Potentiometers

You know potentiometers as the volume control knob on almost any audio equipment, until recently when they started to go digital. Above is what's behind the panel, but more interesting is what's inside:

The potentiometer contains a strip of resistive material wrapped almost all the way around the inside of the body. The ends of the strip are connected to the two outer terminals. There is a third terminal, in the middle, which is connected to a wiper. That wiper contacts the curved resistive strip at some point along its length, which you control by turing the knob. In the picture above the wiper is pretty close to the left terminal. The symbol for a potentiometer says it all. (The arrow just represents the wiper, not a current)

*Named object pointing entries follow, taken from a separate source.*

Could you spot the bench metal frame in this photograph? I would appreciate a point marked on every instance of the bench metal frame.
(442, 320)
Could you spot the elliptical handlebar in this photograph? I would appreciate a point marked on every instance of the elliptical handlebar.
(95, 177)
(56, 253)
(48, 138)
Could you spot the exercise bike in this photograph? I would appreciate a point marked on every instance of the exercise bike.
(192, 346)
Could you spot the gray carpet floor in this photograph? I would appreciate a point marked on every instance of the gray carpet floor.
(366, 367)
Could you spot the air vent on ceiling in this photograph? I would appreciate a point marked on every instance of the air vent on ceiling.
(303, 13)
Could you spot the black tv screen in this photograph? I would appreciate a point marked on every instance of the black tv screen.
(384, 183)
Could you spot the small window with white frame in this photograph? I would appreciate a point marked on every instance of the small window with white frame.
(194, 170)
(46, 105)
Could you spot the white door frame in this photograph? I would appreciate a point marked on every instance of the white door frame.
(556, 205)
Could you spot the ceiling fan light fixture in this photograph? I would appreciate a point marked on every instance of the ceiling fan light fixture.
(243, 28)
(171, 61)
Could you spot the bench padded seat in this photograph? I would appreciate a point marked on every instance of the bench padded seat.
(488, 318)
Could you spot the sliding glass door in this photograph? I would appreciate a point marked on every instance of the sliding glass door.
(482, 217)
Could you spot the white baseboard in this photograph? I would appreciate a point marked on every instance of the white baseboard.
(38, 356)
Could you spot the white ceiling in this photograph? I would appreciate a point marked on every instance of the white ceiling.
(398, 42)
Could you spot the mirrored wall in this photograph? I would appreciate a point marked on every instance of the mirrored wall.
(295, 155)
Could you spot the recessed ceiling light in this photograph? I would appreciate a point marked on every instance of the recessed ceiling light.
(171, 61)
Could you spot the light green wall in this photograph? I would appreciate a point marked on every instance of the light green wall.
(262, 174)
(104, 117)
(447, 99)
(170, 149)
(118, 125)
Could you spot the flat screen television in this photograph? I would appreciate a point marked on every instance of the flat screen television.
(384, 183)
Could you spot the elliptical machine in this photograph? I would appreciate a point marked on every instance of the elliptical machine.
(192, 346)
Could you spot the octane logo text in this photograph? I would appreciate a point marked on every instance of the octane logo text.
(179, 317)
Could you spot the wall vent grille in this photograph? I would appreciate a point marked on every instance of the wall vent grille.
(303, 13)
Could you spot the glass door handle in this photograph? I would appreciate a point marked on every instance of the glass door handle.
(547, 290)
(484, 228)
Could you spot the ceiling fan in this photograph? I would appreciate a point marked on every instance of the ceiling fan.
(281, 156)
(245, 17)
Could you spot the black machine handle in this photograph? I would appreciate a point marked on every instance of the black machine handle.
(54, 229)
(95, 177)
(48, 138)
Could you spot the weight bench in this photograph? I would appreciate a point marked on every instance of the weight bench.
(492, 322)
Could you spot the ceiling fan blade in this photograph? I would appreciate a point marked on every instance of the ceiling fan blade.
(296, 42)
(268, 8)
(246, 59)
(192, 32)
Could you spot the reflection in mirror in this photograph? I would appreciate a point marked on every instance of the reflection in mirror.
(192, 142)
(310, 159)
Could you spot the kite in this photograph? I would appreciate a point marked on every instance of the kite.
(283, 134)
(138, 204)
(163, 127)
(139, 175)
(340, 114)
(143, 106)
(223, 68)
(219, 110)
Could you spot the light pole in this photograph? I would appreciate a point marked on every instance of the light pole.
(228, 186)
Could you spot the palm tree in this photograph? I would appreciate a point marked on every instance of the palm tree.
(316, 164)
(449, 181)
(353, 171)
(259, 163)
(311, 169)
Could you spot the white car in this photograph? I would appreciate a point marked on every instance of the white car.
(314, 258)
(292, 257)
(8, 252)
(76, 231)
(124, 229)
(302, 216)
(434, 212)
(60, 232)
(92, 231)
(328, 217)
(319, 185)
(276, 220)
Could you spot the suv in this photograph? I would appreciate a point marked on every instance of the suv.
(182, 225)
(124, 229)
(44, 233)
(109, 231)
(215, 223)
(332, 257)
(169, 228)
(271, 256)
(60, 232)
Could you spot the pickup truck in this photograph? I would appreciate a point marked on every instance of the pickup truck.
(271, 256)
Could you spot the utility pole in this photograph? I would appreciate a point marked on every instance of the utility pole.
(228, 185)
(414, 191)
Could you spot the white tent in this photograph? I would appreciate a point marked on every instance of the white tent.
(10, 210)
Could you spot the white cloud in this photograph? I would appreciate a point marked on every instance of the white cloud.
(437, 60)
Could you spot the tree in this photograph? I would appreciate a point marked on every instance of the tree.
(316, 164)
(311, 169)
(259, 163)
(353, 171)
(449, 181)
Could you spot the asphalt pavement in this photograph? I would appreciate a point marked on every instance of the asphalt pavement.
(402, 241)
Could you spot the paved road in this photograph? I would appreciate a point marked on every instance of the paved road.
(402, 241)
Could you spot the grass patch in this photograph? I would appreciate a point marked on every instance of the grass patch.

You can think of a potentiometer as two resistors in series. Imagine separating the resistive strip at the point that the wiper touches it:

Since the end-to-end resistance of the potentiometer is unchanged, reagrdless of where we physically put the wiper or where we imagine breaking the resistive strip into two parts, we know that the total resistance between terminals 1 and 2 is a constant, which is called the resistance of the potentiometer, R, and that the two parts must add up to R:
R = R1 + R2 
(1) 
As you turn the knob, R1 and R2 change but their sum remains constant. Let's impose a voltage across terminals 1 and 2, using a battery. We'll measure the voltage across terminals 1 and 2 (call it V12) as well as that across terminals 2 and 3 (call it V23)

Remember that no current flows through a voltmeter. To emphasize that, I've drawn the part of the circuit where current flows black, while the "measure only" part is red.

             

The configuration of two resistors shown here is called a voltage divider. This term is usually used when the two resistors are fixed resistors, not part of a single resistor with a "tap" in the middle as they are in the case of a potentiometer. You can think of a potentiometer as an adjustable voltage divider.